Si el acuerdo entre los norteamericanos y los talibanes se materializa pronto, la Administración Trump sale beneficiada. Obama aún tenía sus escrúpulos para distinguir entre la “guerra buena” (Afganistán) y la “guerra mala” (Irak). Durante su mandato, el antecesor de Trump intensificó el esfuerzo militar, y el uso de drones, y ni siquiera el general Petraeus, que había conseguido éxitos en Irak aprovechando las desavenencias de los adversarios, pudo sacar nada en claro en el más complicado escenario afgano. Al principio del mandato de Trump, se habló de que EE.UU. redoblaría el esfuerzo militar en el país asiático, pero poco a poco las aguas volvieron a su inactivo cauce. En cambio, en 2020 la retirada de los 13.000 militares norteamericanos, aunque llegó a haber más de 100.000, es un hecho que no tendrá vuelta atrás.
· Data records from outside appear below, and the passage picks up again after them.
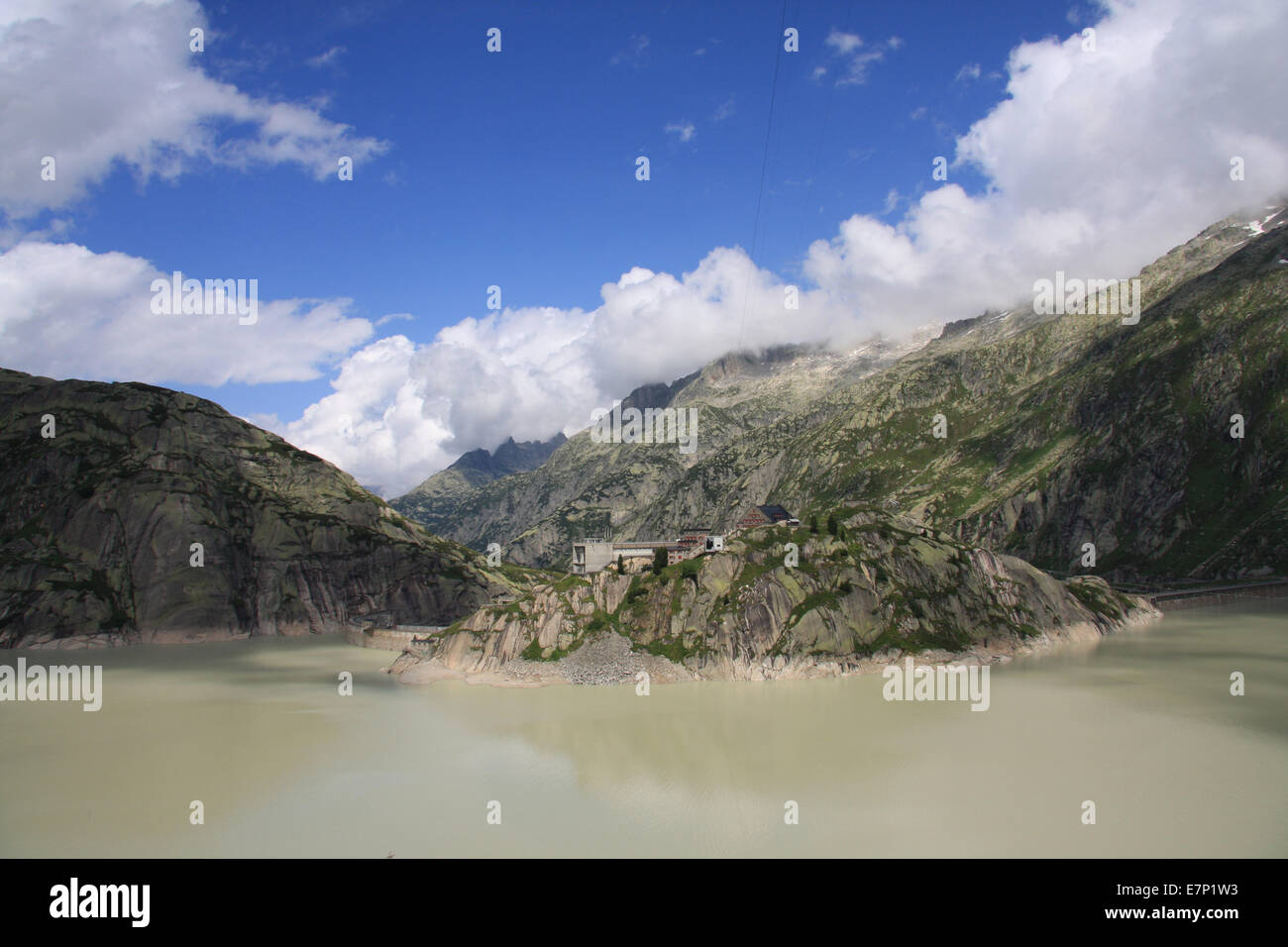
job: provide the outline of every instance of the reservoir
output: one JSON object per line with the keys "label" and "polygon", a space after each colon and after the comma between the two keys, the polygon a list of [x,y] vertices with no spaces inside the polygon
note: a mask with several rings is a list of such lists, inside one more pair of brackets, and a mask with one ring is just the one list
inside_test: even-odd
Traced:
{"label": "reservoir", "polygon": [[102,709],[0,703],[0,857],[1288,856],[1284,602],[996,665],[984,713],[880,675],[410,687],[336,638],[19,656],[102,665]]}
La retirada es una ruptura abierta con el excepcionalismo norteamericano, con la idea de que EE.UU. podría exportar la libertad y la democracia al mundo. Pero esta idea, una constante de la política exterior estadounidense en la mayor parte del siglo XX, ya fue cuestionada por Obama, a finales de su primer mandato, cuando afirmó que las tareas de nation building había que hacerlas no en países extranjeros sino en el propio territorio norteamericano. Trump habría suscrito plenamente esas palabras, aunque seguramente se habría apropiado su autoría. Por lo demás, la retirada de EE.UU. cuestiona el papel de las organizaciones internacionales en Afganistán en tareas de mantenimiento de la paz y de reconstrucción posconflicto. Cabe recordar que en 2015, en el transcurso de una visita de tres días, la embajadora Marriet Schurmann, representante especial del secretario general de la OTAN para las mujeres, la paz y la seguridad, dijo que las mujeres son clave para la paz y la seguridad en Afganistán. Parece que eso sucedió en otra época. No es extraño que algunas organizaciones de mujeres expresen su inquietud por las conversaciones entre Washington y los talibanes, pues están convencidas de que cualquier acuerdo se traducirá, tarde o temprano, en la limitación de los derechos femeninos, se quiera o no. Han dado conocer sus temores, aunque solo han encontrado el silencio o una actitud que expresa resignación.

Los talibanes no solo esgrimen sus ideas integristas, que, por ahora, han pasado a un segundo plano. Hacen también una fuerte demostración de nacionalismo, pues asumen el papel de luchadores por la independencia nacional y contra la intromisión extranjera. Su objetivo final sigue siendo la restauración del emirato de Afganistán, existente hasta la intervención militar occidental de septiembre de 2001. La Administración Bush, que obtuvo el apoyo de las Naciones Unidas, pretendía señalar un blanco de ciertas dimensiones para responder a la siempre difusa amenaza terrorista. En cambio, el pretender hacer otro tanto en Irak se tradujo en un fracaso cuyas consecuencias aún no se han apagado. Ahora toca el fracaso en Afganistán, pero no será vendido así. También en Vietnam, con los acuerdos de paz de París de 1973, la Administración Nixon quiso alejar la percepción de derrota o de fracaso. Sin embargo, los manuales de historia son inexorables: EE.UU. perdió la guerra de Vietnam, aunque no fuera directamente en el campo de batalla.

¿Fracaso? Puede que haya estrategas en la Administración Trump que lo vean como una “ventana de oportunidad”. Si Afganistán cae en manos de los talibanes, el problema no debería ser para EE.UU. sino para Rusia, China o la India, muy sensibles a las amenazas del terrorismo integrista que les ha golpeado muchas veces en sus propios países. El problema es de ellos y no merece la pena que muera por ello ni un solo militar norteamericano. Con todo, es conveniente para los intereses de Washington, a cambio de la retirada de sus soldados, que los talibanes suscriban algún tipo de compromiso de no ayudar a los yihadistas extranjeros.